East Freo defends big rates rise

A HISTORY of low rates rises for East Fremantle residents is hampering the town’s ability to invest in local infrastructure says the council’s new administrators.

The council’s new strategic community plan has a number of ambitious goals, including increasing sport and recreation facilities, preservation of local heritage and mitigating climate change.

East Fremantle CEO Gary Clark — who took over from veteran CEO Stuart Wearne — says a 6.25 per cent rates rise is necessary to realise the 10-year plan.

“Many local governments are starting to see the consequences of keeping rates low,” he says. “For instance, rate capping is very popular, but they’ve had it in NSW for years, and their local infrastructure is some of the worst in the country.”

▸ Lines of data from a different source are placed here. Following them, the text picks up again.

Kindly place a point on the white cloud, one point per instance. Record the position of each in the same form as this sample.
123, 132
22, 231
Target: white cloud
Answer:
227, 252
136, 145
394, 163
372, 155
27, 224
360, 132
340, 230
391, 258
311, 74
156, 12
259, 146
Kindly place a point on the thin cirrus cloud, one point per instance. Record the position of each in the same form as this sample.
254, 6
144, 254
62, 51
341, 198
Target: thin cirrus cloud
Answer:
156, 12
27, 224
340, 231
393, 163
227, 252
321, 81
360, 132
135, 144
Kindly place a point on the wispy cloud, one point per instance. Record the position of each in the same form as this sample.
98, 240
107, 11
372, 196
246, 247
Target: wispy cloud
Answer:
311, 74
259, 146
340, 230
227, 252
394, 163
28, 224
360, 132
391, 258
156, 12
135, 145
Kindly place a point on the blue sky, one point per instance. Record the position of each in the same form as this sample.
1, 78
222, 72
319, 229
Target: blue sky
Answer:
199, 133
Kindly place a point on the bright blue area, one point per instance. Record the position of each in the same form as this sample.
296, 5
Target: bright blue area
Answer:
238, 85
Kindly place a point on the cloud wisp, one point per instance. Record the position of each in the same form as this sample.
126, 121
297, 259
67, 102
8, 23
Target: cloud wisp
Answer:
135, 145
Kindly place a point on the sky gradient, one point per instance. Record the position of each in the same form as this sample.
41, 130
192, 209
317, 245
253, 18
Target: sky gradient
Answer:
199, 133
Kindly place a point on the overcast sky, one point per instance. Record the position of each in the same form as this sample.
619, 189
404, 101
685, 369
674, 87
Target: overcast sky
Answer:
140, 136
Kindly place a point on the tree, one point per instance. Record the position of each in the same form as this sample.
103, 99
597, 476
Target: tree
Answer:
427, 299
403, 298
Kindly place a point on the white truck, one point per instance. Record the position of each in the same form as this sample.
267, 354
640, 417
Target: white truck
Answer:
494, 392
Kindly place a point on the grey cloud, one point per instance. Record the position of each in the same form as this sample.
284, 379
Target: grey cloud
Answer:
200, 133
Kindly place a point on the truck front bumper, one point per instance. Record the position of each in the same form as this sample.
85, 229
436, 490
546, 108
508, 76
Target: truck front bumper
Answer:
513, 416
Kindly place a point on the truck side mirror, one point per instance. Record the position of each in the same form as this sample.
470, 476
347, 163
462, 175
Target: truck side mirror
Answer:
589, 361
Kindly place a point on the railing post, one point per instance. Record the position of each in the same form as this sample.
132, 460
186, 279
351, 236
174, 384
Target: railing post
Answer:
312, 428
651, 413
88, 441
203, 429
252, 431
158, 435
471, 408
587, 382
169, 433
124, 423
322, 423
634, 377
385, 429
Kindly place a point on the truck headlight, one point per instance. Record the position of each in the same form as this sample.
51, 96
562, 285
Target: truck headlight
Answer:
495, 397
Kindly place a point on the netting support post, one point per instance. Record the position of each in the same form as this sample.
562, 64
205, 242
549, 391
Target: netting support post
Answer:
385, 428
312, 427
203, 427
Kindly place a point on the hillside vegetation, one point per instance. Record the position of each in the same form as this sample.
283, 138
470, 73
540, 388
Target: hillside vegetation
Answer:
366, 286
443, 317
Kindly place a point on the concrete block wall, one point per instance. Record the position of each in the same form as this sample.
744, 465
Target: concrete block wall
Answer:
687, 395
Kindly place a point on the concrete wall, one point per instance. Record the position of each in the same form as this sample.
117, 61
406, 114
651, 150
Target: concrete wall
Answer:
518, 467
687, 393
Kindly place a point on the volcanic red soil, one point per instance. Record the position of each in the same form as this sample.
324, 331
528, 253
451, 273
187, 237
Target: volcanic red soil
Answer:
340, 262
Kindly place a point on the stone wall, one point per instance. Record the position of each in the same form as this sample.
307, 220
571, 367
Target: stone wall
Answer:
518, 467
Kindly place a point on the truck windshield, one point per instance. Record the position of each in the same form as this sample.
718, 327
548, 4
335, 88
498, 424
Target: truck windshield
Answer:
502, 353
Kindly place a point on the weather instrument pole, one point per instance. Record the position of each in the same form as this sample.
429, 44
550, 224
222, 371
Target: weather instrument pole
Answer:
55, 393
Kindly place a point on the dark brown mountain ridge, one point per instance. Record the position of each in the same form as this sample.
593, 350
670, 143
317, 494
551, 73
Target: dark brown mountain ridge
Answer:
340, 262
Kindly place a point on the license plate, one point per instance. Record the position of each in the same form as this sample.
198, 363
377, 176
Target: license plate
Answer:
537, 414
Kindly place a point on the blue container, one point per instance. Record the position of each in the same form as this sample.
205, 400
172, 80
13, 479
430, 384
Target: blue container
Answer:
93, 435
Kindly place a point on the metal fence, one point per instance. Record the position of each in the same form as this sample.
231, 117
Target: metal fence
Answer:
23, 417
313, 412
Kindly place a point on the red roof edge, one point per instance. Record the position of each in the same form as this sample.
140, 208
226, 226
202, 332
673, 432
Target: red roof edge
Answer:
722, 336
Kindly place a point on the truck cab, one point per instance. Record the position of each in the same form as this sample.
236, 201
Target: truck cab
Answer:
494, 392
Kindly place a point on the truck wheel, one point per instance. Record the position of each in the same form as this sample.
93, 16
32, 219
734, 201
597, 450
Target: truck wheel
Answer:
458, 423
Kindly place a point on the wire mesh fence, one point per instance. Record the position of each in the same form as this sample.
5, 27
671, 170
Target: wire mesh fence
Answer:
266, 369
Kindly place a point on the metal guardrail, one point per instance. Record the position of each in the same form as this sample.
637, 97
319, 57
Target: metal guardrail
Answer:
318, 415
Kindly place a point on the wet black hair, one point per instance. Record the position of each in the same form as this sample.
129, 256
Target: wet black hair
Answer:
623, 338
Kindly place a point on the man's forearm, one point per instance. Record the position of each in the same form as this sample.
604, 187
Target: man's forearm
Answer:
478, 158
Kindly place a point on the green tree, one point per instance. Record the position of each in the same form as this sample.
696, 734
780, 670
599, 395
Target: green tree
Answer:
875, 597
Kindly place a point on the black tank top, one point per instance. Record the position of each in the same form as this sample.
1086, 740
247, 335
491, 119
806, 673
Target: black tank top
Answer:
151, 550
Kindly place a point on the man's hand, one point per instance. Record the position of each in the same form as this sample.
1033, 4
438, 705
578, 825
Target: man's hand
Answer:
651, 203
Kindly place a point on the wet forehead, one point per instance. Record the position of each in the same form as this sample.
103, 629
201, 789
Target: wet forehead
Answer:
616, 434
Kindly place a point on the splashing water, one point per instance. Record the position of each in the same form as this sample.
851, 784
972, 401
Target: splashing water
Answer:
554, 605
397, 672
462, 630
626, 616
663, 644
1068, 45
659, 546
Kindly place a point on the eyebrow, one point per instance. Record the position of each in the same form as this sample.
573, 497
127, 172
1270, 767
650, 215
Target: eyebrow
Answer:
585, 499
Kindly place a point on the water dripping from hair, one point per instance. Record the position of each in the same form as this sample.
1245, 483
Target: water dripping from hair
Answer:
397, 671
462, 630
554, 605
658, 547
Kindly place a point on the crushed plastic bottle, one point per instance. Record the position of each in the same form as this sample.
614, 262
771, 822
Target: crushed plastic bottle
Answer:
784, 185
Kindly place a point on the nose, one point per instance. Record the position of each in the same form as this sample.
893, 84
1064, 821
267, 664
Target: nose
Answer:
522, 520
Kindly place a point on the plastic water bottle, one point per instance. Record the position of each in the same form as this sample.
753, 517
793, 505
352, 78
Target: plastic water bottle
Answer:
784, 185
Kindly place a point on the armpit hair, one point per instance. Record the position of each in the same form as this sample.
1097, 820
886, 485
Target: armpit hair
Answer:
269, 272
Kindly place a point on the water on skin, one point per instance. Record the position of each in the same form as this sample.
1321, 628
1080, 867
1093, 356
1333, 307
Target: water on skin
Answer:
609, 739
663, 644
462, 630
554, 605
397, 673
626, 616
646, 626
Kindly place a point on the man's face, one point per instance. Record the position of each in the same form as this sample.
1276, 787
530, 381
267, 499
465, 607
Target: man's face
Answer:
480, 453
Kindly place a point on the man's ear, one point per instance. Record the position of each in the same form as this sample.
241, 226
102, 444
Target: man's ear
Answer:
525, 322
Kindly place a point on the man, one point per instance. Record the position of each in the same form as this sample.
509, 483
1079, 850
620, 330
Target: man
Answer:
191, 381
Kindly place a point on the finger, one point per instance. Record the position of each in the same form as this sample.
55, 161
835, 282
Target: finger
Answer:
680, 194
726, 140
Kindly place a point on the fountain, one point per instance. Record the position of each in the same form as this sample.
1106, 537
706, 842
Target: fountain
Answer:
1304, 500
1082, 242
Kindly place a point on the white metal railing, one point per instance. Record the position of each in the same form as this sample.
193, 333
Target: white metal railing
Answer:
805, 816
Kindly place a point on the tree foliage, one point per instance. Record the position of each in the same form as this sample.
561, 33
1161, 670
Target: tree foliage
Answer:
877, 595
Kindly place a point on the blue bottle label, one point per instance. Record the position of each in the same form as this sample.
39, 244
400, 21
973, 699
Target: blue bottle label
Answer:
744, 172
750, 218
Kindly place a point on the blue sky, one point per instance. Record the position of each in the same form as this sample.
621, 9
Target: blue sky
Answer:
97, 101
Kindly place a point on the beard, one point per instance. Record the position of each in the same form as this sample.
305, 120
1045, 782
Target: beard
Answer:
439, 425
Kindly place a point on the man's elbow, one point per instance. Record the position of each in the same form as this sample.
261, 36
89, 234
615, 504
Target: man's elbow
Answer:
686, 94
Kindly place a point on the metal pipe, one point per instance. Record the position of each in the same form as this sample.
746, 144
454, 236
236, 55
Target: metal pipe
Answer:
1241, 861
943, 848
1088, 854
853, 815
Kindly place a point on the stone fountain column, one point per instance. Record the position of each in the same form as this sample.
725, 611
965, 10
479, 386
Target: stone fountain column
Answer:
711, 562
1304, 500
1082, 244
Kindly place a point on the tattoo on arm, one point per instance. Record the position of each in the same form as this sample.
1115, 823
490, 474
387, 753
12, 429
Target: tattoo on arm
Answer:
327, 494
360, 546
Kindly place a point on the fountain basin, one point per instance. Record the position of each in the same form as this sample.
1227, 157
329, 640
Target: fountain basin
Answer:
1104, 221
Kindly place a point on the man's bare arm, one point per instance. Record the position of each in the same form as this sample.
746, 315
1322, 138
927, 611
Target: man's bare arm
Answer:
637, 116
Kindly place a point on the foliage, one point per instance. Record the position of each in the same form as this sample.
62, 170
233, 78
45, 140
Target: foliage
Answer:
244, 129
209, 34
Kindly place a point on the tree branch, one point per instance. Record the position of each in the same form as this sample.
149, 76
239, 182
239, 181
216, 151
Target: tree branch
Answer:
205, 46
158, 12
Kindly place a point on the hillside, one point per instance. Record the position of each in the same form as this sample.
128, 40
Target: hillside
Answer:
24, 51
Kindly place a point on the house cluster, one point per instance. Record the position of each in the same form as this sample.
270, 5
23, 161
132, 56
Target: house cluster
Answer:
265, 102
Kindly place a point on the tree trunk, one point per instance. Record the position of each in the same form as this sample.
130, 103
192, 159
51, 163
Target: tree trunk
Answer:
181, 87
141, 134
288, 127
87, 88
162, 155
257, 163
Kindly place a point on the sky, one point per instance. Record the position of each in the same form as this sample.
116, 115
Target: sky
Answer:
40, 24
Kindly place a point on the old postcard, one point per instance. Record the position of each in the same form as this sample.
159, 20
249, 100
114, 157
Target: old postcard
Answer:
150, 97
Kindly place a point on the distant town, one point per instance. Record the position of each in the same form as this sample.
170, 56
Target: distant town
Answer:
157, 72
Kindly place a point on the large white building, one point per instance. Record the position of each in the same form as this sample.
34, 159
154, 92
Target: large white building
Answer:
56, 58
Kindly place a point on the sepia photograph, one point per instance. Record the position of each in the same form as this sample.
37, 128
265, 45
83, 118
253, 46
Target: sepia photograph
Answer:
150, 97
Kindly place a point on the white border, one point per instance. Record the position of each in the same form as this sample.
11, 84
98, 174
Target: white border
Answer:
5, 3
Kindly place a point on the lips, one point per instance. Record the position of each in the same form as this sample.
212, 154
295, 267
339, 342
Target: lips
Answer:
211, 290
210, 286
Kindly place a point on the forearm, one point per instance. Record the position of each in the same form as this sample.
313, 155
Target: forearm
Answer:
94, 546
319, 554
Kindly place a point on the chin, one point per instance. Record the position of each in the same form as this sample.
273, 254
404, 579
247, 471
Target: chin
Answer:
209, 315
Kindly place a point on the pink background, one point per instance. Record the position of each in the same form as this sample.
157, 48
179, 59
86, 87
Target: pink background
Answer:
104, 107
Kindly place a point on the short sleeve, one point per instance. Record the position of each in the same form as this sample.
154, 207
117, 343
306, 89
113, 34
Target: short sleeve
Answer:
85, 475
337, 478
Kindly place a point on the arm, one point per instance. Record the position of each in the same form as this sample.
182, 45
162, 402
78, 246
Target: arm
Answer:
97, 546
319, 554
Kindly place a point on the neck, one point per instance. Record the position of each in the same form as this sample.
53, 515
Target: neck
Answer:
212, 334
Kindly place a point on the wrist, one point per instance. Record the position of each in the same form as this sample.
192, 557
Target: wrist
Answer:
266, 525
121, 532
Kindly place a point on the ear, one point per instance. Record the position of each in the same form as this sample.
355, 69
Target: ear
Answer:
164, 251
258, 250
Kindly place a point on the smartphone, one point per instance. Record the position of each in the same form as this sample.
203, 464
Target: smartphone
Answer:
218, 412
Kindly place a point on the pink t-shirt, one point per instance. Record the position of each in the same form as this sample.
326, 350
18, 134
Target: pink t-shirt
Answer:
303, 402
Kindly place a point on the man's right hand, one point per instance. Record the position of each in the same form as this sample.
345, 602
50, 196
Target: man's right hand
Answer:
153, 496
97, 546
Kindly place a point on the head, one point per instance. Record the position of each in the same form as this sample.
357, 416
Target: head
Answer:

During the botched council amalgamation process, WA local government minister Tony Simpson argued larger shires are more cost-effective but East Freo mayor Jim O’Neill says the town fares well compared to its bigger neighbours: “If you were to place a median residential house from East Fremantle into a neighbouring suburb, by comparison you would pay $39 more in Fremantle, $20 more in Melville and $229 in Cockburn,” he says. “Furthermore East Fremantle residential minimum rates are lower than each of our neighbours by $222, $257 and $250 respectively.”

The town’s strategic plan also focuses on parks and playgrounds, the Swan River Foreshore and footpaths and cycleways.

The council aims to keep the rates rise to 6.5 per cent or lower over “coming years”.